Players who were making goal saving tackles are instead giving away penalties. Strikers who couldn’t stop scoring are now finding the proverbial Row Z with unerring accuracy.
It could be that they were no longer playing for Ranieri, that he had lost the dressing room. But Leicester’s performances in the Champions League suggest that for the right games, the old formula still worked. Kante or no Kante.
So why am I writing about this in an Arsenal column?
It turns out Claudio Ranieri isn’t the only manager accused of losing his dressing room.
Perhaps it’s Ozil’s (consistent) body language? Or perhaps it’s the simplest explanation for losing to a team right up there with the best in the world? Apparently the Arsenal players are no longer playing for the Arsenal manager.
Lee Dixon was in the Daily Express this week opining on the problems at the club. “He just seems so low. I think he’s realising that with this team he’s getting no response from them. They’re not doing themselves justice or him.”

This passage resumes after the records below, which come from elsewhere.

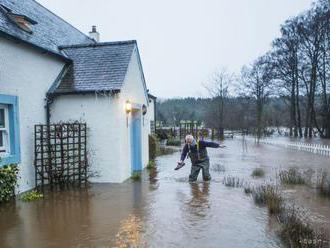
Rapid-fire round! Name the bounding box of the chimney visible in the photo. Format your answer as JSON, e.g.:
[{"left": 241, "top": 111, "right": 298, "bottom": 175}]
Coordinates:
[{"left": 89, "top": 26, "right": 100, "bottom": 42}]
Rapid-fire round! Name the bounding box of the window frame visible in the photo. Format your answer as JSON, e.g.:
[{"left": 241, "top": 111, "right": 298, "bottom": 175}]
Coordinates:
[
  {"left": 0, "top": 94, "right": 21, "bottom": 167},
  {"left": 0, "top": 103, "right": 10, "bottom": 155}
]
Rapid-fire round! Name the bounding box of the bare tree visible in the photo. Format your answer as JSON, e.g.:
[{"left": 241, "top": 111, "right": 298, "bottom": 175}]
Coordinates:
[
  {"left": 204, "top": 68, "right": 234, "bottom": 139},
  {"left": 241, "top": 55, "right": 272, "bottom": 142}
]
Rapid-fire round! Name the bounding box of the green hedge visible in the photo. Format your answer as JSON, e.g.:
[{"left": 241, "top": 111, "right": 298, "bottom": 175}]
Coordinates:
[{"left": 0, "top": 164, "right": 18, "bottom": 202}]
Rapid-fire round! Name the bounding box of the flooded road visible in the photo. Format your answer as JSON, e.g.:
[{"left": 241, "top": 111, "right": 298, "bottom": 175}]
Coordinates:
[{"left": 0, "top": 139, "right": 330, "bottom": 247}]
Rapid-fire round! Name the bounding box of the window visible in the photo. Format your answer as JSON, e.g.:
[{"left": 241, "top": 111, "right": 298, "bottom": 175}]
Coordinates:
[
  {"left": 0, "top": 104, "right": 10, "bottom": 156},
  {"left": 0, "top": 4, "right": 37, "bottom": 33},
  {"left": 0, "top": 94, "right": 20, "bottom": 167}
]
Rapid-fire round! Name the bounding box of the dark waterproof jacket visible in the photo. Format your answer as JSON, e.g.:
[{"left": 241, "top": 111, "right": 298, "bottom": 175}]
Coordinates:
[{"left": 181, "top": 140, "right": 219, "bottom": 165}]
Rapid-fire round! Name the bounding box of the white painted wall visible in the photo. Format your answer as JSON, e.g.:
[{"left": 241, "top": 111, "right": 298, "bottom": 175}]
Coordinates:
[
  {"left": 0, "top": 37, "right": 153, "bottom": 188},
  {"left": 51, "top": 94, "right": 125, "bottom": 182},
  {"left": 0, "top": 37, "right": 64, "bottom": 192},
  {"left": 51, "top": 46, "right": 150, "bottom": 182},
  {"left": 119, "top": 49, "right": 150, "bottom": 178}
]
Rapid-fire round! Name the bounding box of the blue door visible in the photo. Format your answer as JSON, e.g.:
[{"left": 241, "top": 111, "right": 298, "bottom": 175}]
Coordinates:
[{"left": 131, "top": 111, "right": 142, "bottom": 171}]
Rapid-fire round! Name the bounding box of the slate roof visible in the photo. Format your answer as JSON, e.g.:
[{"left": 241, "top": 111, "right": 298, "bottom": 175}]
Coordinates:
[
  {"left": 49, "top": 40, "right": 136, "bottom": 94},
  {"left": 0, "top": 0, "right": 94, "bottom": 56}
]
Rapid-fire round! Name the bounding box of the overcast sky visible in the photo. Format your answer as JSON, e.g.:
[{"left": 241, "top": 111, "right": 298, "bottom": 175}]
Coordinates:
[{"left": 38, "top": 0, "right": 312, "bottom": 98}]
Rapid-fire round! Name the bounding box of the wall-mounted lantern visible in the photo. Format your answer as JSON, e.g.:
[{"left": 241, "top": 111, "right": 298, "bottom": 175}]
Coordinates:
[
  {"left": 125, "top": 100, "right": 132, "bottom": 127},
  {"left": 125, "top": 100, "right": 132, "bottom": 114}
]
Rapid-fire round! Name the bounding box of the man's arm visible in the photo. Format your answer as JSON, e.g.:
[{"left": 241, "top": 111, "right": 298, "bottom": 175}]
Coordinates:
[
  {"left": 199, "top": 140, "right": 225, "bottom": 148},
  {"left": 180, "top": 144, "right": 188, "bottom": 162}
]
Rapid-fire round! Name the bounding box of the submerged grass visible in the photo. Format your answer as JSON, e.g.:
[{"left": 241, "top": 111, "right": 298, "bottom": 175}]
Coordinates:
[
  {"left": 252, "top": 185, "right": 283, "bottom": 214},
  {"left": 316, "top": 172, "right": 330, "bottom": 197},
  {"left": 223, "top": 176, "right": 243, "bottom": 188},
  {"left": 147, "top": 160, "right": 156, "bottom": 170},
  {"left": 251, "top": 168, "right": 265, "bottom": 177},
  {"left": 279, "top": 168, "right": 306, "bottom": 185},
  {"left": 21, "top": 190, "right": 44, "bottom": 202},
  {"left": 244, "top": 184, "right": 254, "bottom": 194}
]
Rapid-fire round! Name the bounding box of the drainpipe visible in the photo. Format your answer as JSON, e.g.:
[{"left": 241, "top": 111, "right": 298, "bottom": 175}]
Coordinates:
[{"left": 46, "top": 94, "right": 54, "bottom": 126}]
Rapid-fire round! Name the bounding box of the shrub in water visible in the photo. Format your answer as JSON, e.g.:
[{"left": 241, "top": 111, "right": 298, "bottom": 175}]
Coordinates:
[
  {"left": 166, "top": 137, "right": 181, "bottom": 146},
  {"left": 0, "top": 164, "right": 18, "bottom": 202},
  {"left": 21, "top": 190, "right": 44, "bottom": 202},
  {"left": 223, "top": 176, "right": 243, "bottom": 188},
  {"left": 157, "top": 147, "right": 177, "bottom": 156},
  {"left": 252, "top": 185, "right": 283, "bottom": 214},
  {"left": 147, "top": 160, "right": 156, "bottom": 170},
  {"left": 252, "top": 168, "right": 265, "bottom": 177},
  {"left": 131, "top": 172, "right": 141, "bottom": 181},
  {"left": 279, "top": 168, "right": 306, "bottom": 185}
]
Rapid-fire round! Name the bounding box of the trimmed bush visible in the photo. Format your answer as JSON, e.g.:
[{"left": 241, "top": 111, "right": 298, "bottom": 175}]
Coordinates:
[{"left": 0, "top": 164, "right": 18, "bottom": 202}]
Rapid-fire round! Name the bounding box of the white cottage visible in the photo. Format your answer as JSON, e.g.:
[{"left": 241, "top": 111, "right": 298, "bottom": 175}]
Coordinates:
[{"left": 0, "top": 0, "right": 155, "bottom": 191}]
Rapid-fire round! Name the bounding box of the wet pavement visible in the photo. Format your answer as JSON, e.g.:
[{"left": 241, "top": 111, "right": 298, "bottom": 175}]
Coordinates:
[{"left": 0, "top": 139, "right": 330, "bottom": 247}]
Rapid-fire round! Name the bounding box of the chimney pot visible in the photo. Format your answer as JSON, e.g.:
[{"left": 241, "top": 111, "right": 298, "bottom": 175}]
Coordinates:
[{"left": 89, "top": 25, "right": 100, "bottom": 42}]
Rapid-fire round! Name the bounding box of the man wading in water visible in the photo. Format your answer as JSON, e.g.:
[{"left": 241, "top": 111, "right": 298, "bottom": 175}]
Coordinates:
[{"left": 175, "top": 135, "right": 225, "bottom": 182}]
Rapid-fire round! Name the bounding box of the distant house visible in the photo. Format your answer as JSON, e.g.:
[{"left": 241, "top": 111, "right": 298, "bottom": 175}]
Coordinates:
[{"left": 0, "top": 0, "right": 156, "bottom": 191}]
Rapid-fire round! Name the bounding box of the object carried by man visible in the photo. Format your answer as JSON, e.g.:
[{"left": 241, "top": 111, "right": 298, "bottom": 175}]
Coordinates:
[{"left": 174, "top": 162, "right": 185, "bottom": 170}]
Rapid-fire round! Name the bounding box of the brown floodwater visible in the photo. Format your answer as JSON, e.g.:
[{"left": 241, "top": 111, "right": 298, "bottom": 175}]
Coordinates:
[{"left": 0, "top": 139, "right": 330, "bottom": 247}]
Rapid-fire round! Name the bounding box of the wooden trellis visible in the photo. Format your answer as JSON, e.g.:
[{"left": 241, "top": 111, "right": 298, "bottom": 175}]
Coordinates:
[{"left": 34, "top": 123, "right": 87, "bottom": 187}]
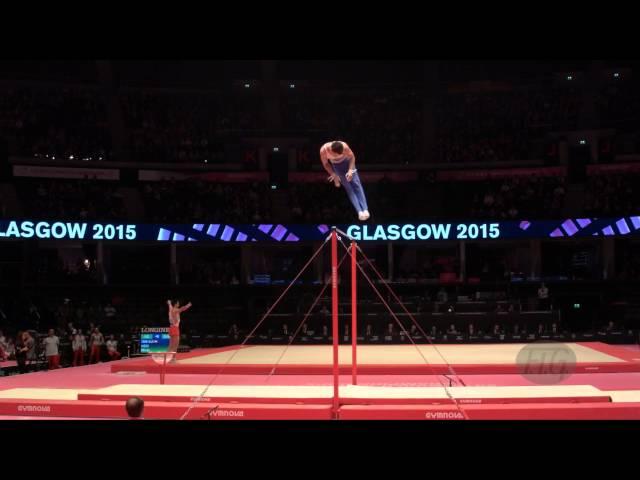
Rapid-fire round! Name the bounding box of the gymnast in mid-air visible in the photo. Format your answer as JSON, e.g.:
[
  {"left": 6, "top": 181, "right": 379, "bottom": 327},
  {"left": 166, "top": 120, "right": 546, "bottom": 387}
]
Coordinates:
[{"left": 320, "top": 141, "right": 370, "bottom": 221}]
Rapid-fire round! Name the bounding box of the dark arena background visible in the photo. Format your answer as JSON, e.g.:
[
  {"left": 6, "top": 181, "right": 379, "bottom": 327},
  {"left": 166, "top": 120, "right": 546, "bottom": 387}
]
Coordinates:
[{"left": 0, "top": 60, "right": 640, "bottom": 421}]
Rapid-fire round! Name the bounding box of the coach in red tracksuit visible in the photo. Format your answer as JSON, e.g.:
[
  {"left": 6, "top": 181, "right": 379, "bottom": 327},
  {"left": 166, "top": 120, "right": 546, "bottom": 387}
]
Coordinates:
[{"left": 89, "top": 327, "right": 104, "bottom": 363}]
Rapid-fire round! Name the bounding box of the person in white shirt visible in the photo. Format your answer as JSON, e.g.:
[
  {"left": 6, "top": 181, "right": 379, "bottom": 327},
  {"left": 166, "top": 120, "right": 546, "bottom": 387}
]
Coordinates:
[
  {"left": 167, "top": 300, "right": 192, "bottom": 363},
  {"left": 538, "top": 282, "right": 549, "bottom": 310},
  {"left": 89, "top": 327, "right": 104, "bottom": 363},
  {"left": 0, "top": 332, "right": 9, "bottom": 362},
  {"left": 71, "top": 330, "right": 87, "bottom": 367},
  {"left": 107, "top": 335, "right": 121, "bottom": 360},
  {"left": 42, "top": 329, "right": 60, "bottom": 370},
  {"left": 104, "top": 303, "right": 117, "bottom": 320}
]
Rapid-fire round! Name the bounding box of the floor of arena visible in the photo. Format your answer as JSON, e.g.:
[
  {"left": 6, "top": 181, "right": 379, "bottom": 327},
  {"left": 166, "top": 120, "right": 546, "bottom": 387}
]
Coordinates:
[{"left": 0, "top": 342, "right": 640, "bottom": 420}]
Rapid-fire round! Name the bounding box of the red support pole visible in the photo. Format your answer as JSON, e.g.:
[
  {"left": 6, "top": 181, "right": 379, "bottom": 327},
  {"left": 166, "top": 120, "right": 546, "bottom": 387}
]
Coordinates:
[
  {"left": 351, "top": 241, "right": 358, "bottom": 385},
  {"left": 331, "top": 227, "right": 340, "bottom": 417}
]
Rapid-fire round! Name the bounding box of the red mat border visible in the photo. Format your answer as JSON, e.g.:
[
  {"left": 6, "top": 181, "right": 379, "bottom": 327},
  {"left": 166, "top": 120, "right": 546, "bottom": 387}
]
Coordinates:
[
  {"left": 78, "top": 392, "right": 611, "bottom": 405},
  {"left": 0, "top": 399, "right": 640, "bottom": 421},
  {"left": 111, "top": 342, "right": 640, "bottom": 375}
]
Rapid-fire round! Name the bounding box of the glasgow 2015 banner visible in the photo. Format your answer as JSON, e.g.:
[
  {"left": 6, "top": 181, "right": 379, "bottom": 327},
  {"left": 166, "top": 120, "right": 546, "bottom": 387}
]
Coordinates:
[{"left": 0, "top": 216, "right": 640, "bottom": 243}]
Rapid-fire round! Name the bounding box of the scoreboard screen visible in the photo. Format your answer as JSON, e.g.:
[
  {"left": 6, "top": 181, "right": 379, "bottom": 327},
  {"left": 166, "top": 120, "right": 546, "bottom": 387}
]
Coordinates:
[{"left": 140, "top": 328, "right": 170, "bottom": 353}]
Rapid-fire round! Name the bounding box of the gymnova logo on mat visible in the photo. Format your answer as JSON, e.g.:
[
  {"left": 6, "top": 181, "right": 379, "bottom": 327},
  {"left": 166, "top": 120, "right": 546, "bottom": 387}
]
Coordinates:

It’s interesting, because another Arsenal man – one actually inside that dressing room – has a somewhat different view. That’s de facto Arsenal captain, Laurent Koscielny.
Speaking to the Daily Star, he said, “I think the group is always receptive to Arsene Wenger’s message. The coach is there to prepare the players physically, tactically and put an organisation on the ground, after it is up to the players to do what is needed on the pitch to win the matches.”
More likely, the truth is somewhere between the two
I wrote last week about how, whatever you think of Wenger over the last few weeks, it’s wrong to to lay the full fault for the Bayern game on his shoulders. The first 50 minutes demonstrated a feasible and plausible gameplan. That we failed to execute it correctly has to be at least partly down to the players.
Sound familiar? It’s exactly the same situation currently afflicting Leicester City.
The same manager, working with broadly the same players and approach has seen his dream die by his own admission. Is that really all down to the manager? Or is he just the most high-profile figure? The easiest direction to point the finger?
Sometimes it is the manager’s fault. Sometimes it’s not, but a change might help. Maybe it’s a group of players who are under-performing. Maybe it’s the manager. But no matter the cause, the ultimate finger always points in one direction.
They’re on a hiding to nothing.
When the team plays well, the players get all the credit. When the team plays badly, it’s because the manager didn’t pick the right team, didn’t choose the right tactics, gave his players too much rest, or too little. There’s always something.
That doesn’t mean a change isn’t the right thing.
For Leicester, a run in the Champions League is enjoyable, but perhaps not at the expense of Premier League status. Sitting a solitary point above the relegation zone, the owners clearly felt it too great a risk.
For some, the decision is a shock, not least because the club so recently came out in support of the Italian.
After all, there was little to misinterpret when they released a statement saying “In light of recent speculation, Leicester City Football Club would like to make absolutely clear its unwavering support for its First Team Manager, Claudio Ranieri.”
However, their reason for change is clear – the league position is precarious. Whether or not that is down to the manager is irrelevant. Change is required. Since the players cannot be changed, the only other moving part is the manager.
For Arsenal, change is all anyone talks about at the moment.
The question is, what do we want to achieve?
And moreover, what should that change look like?